I think memory is one of the most important areas in optimising a
program these days.  So python should provide tools to help measure
memory use(how much memory things use, and how things are allocating
memory).



>
> > perhaps releasing
> > a patch with a few selected asm optimizations might let the python
> > developers realise how much faster python could be...
> >
>
>  Have you actually tried any of this? Measurement
>  would be needed to tell whether these things address
>  any of the actual bottlenecks in CPython.
>

You can try it easily yourself - compile python with machine specific
optimisations(eg add -mtune=athlon to your gcc arguments).  You can
run this python binary, and get faster benchmarks.  This provides the
proof that more optimised assembly can run faster.

Also the link I gave to a commonly used memcpy function running 5x
faster should provide you with another proof of the possibilities.
Other software being sped up by asm optimisation provides another
proof(including SDL, pygame, linux etc).  The Pawn language's virtual
machine written in nasm is lots faster than the version written in C -
which provides another proof.  Psyco is another proof that asm can
speed up python(psyco is a run time assembler).

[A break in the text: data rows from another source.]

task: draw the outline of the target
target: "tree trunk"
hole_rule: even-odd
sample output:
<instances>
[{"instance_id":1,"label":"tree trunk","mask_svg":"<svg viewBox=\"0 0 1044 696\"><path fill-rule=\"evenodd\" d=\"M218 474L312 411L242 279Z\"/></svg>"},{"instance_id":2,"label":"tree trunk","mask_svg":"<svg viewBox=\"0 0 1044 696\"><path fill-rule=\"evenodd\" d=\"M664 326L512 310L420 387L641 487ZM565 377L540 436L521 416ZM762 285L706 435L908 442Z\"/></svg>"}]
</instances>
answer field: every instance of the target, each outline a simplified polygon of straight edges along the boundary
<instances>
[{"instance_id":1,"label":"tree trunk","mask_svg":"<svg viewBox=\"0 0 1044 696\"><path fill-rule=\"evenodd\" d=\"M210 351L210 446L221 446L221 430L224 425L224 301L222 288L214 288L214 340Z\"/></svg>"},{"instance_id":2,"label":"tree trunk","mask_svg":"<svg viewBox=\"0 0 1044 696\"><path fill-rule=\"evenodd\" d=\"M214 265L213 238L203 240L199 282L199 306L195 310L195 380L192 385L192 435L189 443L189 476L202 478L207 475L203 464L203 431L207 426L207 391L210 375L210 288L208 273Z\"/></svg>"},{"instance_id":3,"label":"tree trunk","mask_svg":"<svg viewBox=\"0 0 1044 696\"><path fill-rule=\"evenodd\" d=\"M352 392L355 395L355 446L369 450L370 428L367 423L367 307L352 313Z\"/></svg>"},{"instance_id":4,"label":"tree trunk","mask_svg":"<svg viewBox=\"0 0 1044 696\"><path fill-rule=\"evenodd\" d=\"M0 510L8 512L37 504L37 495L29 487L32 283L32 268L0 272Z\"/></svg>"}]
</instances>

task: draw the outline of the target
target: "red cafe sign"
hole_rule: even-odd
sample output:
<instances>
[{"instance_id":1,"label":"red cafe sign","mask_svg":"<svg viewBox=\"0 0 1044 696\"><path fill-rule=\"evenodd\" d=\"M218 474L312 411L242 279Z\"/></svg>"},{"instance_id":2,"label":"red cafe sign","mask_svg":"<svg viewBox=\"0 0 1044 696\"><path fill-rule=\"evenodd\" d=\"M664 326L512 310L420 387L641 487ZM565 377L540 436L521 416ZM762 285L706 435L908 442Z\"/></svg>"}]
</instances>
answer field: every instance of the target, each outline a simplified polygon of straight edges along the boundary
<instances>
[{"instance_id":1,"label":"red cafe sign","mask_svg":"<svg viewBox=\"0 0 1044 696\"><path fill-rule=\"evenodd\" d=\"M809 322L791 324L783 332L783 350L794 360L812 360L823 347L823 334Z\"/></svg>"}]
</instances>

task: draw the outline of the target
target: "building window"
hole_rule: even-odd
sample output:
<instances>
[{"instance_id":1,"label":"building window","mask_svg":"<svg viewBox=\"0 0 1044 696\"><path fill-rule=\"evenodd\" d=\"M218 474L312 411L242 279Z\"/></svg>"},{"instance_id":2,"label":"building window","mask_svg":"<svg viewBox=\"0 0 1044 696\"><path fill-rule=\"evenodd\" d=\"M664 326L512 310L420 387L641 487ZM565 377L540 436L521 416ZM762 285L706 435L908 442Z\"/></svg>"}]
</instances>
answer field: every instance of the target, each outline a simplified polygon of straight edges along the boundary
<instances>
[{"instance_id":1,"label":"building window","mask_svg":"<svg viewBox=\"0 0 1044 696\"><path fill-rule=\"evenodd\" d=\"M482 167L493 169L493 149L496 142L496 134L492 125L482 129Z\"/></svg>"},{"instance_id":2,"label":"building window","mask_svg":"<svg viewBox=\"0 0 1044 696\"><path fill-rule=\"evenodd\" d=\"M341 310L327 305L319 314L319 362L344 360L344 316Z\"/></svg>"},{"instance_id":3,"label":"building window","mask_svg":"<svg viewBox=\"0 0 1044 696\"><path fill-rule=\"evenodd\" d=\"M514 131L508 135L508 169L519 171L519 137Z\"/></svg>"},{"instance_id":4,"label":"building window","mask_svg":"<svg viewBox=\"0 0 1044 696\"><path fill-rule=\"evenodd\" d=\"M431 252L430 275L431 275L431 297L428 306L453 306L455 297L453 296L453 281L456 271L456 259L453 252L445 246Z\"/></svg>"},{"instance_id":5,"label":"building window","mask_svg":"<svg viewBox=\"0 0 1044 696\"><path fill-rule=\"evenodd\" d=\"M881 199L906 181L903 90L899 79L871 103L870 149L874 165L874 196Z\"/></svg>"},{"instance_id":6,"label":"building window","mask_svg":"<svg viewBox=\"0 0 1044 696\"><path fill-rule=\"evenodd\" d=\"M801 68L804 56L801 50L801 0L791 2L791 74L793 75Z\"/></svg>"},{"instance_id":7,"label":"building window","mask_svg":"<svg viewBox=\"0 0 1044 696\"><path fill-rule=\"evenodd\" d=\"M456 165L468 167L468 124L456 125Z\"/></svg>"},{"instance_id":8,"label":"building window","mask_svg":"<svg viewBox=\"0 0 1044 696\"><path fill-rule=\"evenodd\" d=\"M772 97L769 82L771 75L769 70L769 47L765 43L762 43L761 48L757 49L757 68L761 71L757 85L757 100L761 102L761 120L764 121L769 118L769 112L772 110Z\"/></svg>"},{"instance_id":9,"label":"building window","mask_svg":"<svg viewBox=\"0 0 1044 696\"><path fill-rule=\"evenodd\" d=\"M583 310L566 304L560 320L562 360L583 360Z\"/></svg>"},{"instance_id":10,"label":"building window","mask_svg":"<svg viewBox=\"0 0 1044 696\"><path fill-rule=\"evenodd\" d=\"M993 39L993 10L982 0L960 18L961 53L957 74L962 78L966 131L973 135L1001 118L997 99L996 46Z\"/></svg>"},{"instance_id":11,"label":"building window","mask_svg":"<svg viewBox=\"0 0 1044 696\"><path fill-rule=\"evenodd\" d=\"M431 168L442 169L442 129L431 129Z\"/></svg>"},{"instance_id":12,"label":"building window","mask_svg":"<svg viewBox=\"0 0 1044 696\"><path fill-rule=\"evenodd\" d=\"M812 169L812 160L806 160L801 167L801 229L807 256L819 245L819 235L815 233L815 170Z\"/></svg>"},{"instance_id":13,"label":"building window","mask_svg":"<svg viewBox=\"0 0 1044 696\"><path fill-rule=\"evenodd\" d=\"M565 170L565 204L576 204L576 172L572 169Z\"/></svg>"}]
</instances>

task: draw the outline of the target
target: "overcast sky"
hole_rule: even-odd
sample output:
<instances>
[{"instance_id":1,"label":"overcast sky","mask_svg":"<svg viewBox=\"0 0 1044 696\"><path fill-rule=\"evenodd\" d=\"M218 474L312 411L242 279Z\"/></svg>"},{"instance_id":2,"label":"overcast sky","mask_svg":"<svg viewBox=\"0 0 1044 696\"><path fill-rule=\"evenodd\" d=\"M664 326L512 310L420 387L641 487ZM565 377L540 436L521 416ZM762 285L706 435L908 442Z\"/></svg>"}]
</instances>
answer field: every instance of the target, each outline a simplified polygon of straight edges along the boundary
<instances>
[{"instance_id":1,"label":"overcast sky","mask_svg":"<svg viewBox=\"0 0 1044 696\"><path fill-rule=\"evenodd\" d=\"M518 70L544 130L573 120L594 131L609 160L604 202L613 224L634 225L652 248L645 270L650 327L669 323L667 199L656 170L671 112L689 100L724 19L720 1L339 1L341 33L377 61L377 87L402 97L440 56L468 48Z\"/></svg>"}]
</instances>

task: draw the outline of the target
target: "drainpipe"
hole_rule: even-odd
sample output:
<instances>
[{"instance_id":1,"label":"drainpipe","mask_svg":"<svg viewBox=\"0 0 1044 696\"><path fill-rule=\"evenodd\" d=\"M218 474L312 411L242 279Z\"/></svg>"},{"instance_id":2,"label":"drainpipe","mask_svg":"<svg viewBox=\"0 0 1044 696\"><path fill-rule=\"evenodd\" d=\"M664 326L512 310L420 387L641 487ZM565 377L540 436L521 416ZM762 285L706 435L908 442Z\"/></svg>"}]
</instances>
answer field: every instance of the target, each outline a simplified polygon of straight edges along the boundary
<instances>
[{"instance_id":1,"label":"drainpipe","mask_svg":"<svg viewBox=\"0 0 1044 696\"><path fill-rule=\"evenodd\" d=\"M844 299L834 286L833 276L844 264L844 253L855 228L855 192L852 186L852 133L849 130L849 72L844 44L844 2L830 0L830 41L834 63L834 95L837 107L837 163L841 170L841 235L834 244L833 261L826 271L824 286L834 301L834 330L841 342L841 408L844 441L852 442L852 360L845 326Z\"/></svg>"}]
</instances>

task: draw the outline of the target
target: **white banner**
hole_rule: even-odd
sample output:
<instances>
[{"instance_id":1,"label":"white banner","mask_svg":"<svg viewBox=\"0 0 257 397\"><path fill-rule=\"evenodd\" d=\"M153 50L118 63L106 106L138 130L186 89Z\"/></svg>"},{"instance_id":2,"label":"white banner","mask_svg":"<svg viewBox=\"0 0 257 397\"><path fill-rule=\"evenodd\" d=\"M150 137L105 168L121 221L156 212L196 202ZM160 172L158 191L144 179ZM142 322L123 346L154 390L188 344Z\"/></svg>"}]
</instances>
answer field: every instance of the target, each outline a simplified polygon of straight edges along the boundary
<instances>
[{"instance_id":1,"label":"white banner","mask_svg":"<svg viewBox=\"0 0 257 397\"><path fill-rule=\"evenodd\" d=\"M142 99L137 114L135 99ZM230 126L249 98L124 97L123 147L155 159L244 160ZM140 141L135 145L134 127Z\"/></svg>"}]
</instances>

The idea is you only optimise key stable functions in asm - not everything.

For example in SDL the blit functions are written in asm - with C
implementations.  It's using the best tool for the job: Python for the
highest level, then C then asm.

I think a patch for CPython would need to be made with benchmarks as a
proper proof though - but hopefully the list above provides
theoretical proof to you that adding asm optimisations would speed up
CPython.



However the recompilation with cpu specific compiler flags would only need:
    - cpu detection code (widely available, eg in SDL and elsewhere).
    - python compilation and distutil modifications for each compiler,
eg gcc and visual studio, to generate different .so/.dll's on that
platform.
    - import changes so it loads the correct .dll for that machine.
eg.  if athlon: load("_array_athlon.so")

I've been wanting to add this to pygame distutil_mods.py for a while,
but of course have never had the time to finish it.

I think this is the easiest way to give the largest speed increase to
CPython.



>
>  > a slot int attribute takes up 4-8 bytes, whereas a python int
>
> > attribute takes up (guessing) 200 bytes.
> >
>
>  Keep in mind that the slot only holds a reference --
>  the actual int object still takes up memory elsewhere.
>  Slots do reduce memory use somewhat, but I wouldn't
>  expect that big a ratio.
>

ah ok.  The cgkit slots handle the attributes differently to the
python slots I think.  So it might allocate a structure with the
attribute details, and memory for the data.  It's a more memory
efficient way of storing stuff per class.  You only store the string
for the attribute name, the type in the class and memory index's, and
allocate memory for each instance.

eg, say you have 1 million objects...  Adding one python int attribute
would be 1000000 * 200 = 200000000 extra bytes(200MB).  Using a method
which only adds 8 bytes for the int slot-attribute is only 8MB extra.
Now if you add 4 attributes, then that is 800MB Vs 32MB.  It's an
extreme example, just to illustrate the point - but not an uncommon
use case.  Python object attributes just don't scale as well because
of the memory used.  Note the 200 bytes for a python object is just a
guess, it might be 100 or something I can't remember exactly.